Ketiga: Sistem aturan dan regulasi yang ditetapkan secara formal mengatur keputusan dan tindakan pejabat. Pada prinsipnya kerja dalam organisasi administratif semacam itu melibatkan aplikasi peraturan-peraturan umum untuk kasus-kasus khusus. Peraturan menjamin keseragaman operasi, dan bersama dengan struktur otoritas, memungkinkan koordinasi dari berbagai aktifitas. Peraturan juga menjamin kelangsungan operasi sekalipun ada perubahan-perubahan personel, sehingga meningkatkan stabilitas, yang tidak dimiliki oleh tipe kelompok kolektivitas, seperti gerakan-gerakan sosial.
Keempat: Terdapat staf administrasi khusus yang tugasnya menjaga organisasi dan khususnya jalur-jalur komunikasi di dalamnya. Level terendah dalam aparatur administrasi terdiri atas staf tata usaha yang bertugas menyimpan catatan-catatan tertulis atau file-file organisasi, yang mencakup semua keputusan dan tindakan yang resmi.
Kelima: Para pejabat diharapkan memiliki orientasi impersonal dalam kontak mereka dengan klien dan dengan para pejabat lain. Klien harus diperlakukan sebagai kasus, dimana para pejabat diharapkan mengesampingkan semua pertimbangan personal serta melepaskan ikatan emosional, dan bawahan diperlakukan juga dalam cara impersonal.
Keenam: Pekerjaan yang telah diberikan organisasi merupakan karir bagi pejabat. Secara tipikal seorang pejabat adalah karyawan penuh dan menginginkan karir seumur hidup di kantor.
Pekerjaan didasarkan pada kualifikasi teknis kandidat dan bukan atas dasar politik, keluarga atau koneksi-koneksi lain. Kualifikasi semacam itu harus ditest dengan ujian. Kualifikasi pendidikan akan menciptakan jumlah homogenitas tertentu di antara para pejabat. Para pejabat ditunjuk untuk menduduki posisi-posisi bukan dipilih, sehingga bergantung pada atasan dalam organisasi dan bukan pada konstituen.
Kemajuan karir adalah sesuai dengan senioritas atau prestasi, atau keduanya.
Dari dalil-dalil tersebut Weber menyajikan analis fungsional implisit tentang saling ketergantungan antara karakteristik-karakteristik birokrasi, dengan administrasi yang rasional dan efisien sebagai kriteria fungsi. Tetapi pengawasan yang ketat terhadap semua keputusan tidaklah efisien dan menciptakan ketegangan.

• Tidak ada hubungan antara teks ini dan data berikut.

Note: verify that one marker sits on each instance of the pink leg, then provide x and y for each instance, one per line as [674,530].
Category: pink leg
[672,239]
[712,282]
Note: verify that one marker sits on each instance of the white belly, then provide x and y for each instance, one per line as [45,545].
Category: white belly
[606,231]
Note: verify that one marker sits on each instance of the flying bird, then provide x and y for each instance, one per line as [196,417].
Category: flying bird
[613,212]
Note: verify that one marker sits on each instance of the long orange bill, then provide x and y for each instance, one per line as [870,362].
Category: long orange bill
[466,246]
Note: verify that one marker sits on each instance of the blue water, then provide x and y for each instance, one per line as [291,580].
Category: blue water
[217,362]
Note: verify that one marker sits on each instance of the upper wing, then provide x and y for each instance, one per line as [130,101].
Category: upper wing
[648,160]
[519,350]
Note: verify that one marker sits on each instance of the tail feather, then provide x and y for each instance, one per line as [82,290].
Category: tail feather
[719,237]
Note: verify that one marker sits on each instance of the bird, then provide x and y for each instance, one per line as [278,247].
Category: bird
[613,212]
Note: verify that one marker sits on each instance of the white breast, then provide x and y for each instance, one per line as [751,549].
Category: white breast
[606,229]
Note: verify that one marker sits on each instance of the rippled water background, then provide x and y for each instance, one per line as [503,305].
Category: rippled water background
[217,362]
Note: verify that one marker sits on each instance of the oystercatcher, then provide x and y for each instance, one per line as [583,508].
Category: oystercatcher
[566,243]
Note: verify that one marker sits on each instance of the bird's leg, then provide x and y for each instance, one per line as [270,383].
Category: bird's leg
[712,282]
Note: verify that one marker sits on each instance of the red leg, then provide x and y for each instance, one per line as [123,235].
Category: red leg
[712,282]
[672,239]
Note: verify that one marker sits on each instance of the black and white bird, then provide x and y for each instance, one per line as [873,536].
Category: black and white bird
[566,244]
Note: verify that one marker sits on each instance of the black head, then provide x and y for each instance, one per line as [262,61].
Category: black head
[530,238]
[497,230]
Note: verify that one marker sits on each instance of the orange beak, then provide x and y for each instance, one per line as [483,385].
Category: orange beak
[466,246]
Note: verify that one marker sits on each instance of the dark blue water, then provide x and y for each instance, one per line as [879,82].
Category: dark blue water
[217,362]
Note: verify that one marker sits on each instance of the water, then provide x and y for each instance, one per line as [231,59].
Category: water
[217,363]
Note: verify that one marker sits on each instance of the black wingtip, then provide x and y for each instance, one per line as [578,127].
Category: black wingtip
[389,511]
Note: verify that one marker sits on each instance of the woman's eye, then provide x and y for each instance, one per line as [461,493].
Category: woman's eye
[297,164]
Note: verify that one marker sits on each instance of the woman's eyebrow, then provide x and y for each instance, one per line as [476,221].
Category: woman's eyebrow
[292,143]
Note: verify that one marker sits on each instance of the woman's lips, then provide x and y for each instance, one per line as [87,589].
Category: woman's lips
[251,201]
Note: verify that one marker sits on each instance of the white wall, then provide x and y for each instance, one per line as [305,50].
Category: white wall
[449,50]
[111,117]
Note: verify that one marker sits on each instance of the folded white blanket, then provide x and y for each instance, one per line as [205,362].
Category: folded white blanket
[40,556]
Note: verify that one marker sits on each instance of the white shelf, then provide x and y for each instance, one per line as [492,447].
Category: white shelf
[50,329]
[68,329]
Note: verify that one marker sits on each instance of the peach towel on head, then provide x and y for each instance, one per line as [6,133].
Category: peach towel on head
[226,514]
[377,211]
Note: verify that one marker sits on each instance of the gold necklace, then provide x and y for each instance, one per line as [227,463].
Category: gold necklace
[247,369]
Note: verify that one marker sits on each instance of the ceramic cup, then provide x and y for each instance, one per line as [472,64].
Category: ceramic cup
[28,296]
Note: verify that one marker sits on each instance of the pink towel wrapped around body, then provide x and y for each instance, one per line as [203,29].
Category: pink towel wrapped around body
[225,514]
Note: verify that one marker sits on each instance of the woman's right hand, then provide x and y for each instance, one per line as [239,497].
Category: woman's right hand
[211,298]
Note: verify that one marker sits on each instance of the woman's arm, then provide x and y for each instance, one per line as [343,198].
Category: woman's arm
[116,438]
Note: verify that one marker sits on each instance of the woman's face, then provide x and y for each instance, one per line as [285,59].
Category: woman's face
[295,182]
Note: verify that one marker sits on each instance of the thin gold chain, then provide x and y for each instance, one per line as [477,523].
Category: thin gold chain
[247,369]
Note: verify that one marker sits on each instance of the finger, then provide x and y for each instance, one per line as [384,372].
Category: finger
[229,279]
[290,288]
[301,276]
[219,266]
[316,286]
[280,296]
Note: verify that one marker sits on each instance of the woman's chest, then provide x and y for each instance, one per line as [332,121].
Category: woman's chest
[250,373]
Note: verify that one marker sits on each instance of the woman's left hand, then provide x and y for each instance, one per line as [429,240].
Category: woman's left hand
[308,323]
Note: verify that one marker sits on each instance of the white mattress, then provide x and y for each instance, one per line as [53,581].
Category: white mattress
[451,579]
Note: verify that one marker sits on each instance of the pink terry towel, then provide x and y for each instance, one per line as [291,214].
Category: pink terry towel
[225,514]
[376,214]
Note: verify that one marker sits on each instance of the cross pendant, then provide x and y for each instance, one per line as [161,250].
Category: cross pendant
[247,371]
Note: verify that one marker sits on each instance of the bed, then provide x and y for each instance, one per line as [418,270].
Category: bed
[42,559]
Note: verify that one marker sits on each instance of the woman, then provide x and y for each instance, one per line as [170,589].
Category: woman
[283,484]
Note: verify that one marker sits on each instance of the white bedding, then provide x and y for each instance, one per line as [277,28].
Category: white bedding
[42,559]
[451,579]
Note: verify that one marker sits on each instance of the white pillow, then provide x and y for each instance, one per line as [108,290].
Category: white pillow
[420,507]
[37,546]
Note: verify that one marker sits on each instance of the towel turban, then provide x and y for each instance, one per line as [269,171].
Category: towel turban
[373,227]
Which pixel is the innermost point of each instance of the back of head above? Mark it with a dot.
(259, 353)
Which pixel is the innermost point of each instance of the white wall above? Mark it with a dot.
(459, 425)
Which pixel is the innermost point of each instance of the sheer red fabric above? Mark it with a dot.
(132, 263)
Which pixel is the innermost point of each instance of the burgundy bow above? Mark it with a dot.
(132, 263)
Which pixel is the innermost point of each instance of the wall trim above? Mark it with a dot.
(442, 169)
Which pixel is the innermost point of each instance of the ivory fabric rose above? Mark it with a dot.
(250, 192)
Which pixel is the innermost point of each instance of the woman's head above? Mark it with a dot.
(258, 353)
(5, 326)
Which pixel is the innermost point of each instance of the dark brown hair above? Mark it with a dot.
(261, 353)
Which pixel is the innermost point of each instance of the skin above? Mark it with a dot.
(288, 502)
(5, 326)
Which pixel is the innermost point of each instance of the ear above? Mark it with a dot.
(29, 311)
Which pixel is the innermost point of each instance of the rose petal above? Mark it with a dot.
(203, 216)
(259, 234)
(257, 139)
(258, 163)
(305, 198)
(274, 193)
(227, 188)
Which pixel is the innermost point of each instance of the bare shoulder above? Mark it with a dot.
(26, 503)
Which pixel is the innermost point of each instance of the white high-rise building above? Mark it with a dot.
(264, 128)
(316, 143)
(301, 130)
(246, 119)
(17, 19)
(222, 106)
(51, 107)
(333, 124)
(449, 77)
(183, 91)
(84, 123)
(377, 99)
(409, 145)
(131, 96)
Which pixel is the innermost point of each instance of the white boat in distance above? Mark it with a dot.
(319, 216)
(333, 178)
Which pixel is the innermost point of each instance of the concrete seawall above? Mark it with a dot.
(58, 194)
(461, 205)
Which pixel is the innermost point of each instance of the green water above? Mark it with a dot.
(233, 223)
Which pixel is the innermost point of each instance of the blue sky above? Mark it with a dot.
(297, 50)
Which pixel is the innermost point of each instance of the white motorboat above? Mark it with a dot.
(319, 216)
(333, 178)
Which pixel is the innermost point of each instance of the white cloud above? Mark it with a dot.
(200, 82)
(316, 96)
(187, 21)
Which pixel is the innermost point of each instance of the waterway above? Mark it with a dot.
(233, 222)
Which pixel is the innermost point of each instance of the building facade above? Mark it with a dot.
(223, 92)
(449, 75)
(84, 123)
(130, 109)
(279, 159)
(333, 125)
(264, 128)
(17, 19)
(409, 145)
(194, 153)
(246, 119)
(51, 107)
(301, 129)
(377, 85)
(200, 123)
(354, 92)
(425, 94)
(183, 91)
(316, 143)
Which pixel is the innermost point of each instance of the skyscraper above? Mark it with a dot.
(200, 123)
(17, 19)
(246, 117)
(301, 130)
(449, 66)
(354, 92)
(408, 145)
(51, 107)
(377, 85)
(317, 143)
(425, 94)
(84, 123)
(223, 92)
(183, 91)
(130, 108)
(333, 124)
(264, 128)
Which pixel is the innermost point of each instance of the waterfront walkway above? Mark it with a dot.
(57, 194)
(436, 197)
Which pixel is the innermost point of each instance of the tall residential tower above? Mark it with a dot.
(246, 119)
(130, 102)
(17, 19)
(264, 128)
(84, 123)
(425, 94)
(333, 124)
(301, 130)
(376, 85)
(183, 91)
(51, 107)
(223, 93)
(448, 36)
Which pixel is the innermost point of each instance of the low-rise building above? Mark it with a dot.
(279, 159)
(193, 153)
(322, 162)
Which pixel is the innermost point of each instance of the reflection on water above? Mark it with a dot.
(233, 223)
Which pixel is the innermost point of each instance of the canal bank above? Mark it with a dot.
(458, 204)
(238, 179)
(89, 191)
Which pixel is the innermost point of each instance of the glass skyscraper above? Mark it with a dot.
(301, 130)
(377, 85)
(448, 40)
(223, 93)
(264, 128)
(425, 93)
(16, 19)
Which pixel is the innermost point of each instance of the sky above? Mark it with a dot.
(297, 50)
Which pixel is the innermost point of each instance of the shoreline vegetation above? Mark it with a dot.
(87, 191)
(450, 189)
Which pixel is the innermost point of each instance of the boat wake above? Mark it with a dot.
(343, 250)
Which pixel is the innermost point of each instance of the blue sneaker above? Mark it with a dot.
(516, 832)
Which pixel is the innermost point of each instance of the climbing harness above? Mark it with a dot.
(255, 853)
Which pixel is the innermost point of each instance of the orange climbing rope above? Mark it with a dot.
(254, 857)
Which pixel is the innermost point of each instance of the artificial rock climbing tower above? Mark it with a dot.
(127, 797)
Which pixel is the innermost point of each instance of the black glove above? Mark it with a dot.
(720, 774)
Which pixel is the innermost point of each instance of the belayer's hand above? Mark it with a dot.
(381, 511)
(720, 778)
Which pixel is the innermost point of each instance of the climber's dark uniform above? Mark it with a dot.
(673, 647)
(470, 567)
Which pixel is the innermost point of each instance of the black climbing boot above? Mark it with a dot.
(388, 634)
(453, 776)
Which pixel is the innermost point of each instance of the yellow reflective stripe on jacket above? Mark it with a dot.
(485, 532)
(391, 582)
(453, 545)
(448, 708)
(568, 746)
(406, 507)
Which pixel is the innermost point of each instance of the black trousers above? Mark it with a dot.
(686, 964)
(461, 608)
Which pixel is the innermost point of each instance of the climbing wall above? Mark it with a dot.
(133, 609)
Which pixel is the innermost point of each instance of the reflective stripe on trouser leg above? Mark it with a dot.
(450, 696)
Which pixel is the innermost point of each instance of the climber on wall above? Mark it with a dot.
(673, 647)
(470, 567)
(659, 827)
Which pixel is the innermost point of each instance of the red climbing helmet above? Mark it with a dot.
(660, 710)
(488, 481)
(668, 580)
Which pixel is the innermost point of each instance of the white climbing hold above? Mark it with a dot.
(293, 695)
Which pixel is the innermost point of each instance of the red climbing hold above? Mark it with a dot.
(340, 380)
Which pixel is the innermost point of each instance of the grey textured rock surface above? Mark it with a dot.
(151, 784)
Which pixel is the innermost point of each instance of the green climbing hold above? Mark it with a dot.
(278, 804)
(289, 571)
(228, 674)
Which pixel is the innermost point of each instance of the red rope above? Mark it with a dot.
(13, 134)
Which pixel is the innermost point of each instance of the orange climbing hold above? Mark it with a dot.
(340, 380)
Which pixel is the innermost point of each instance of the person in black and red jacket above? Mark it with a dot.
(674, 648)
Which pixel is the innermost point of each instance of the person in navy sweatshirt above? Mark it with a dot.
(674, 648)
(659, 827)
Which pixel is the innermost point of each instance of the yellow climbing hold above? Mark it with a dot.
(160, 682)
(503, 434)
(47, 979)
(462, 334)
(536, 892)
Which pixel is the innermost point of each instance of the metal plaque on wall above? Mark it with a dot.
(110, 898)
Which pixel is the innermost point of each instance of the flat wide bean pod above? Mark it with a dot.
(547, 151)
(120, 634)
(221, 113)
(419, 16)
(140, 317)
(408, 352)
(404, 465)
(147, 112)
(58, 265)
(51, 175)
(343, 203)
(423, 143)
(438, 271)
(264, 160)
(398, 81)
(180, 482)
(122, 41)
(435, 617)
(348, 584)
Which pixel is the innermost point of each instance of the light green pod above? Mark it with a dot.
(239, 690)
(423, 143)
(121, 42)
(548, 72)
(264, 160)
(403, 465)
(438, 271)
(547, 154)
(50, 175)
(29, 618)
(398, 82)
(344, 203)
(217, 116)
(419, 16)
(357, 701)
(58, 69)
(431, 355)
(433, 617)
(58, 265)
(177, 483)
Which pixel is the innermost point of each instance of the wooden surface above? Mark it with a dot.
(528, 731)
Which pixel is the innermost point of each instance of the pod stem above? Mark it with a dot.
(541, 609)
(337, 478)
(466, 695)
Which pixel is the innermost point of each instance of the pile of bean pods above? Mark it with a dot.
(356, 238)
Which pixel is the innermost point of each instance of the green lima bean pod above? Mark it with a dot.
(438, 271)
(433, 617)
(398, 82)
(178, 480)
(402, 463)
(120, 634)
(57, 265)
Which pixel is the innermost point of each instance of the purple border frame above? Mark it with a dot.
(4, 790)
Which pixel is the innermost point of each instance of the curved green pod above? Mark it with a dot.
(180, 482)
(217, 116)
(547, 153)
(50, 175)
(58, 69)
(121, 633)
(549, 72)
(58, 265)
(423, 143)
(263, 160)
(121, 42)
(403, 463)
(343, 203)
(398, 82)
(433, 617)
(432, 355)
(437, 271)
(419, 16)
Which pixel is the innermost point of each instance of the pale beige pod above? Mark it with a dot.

Singkatnya masalah-masalah yang diciptakan oleh satu kondisi dalam organisasi merangsang perkembangan kondisi lain untuk memenuhi masalah-masalah tersebut. Sejumlah proses yang saling tergantung dari jenis ini melahirkan konstelasi ciri-ciri yang merupakan karakteristik birokrasi tipikal, sebagaimana dikonseptualisasikan oleh Weber. Dia berpendapat bahwa ciri-ciri organisasi administratif, dan khususnya kombinasinya adalah “mampu mencapai derajat efisiensi yang sangat tinggi ”.
Apa itu birokrasi? Istilah itu telah digunakan secara popular dengan banyak konotasi yang ambigu dan menyesatkan. Ada pandangan bahwa birokrasi itu tidak baik karena menghambat pelayanan pada publik, dengan mengatur banyak sistem, banyak prosedur dan banyak peraturan, membentuk badan-badan pengkaji, sehingga proses penyalahgunaan akan bertumbuh dan berkembang seperti cendawan di musim hujan. Sebaliknya ada yang mengatakan bahwa birokrasi itu baik dan perlu, karena menegakan ketentuan yang tidak boleh dilanggar.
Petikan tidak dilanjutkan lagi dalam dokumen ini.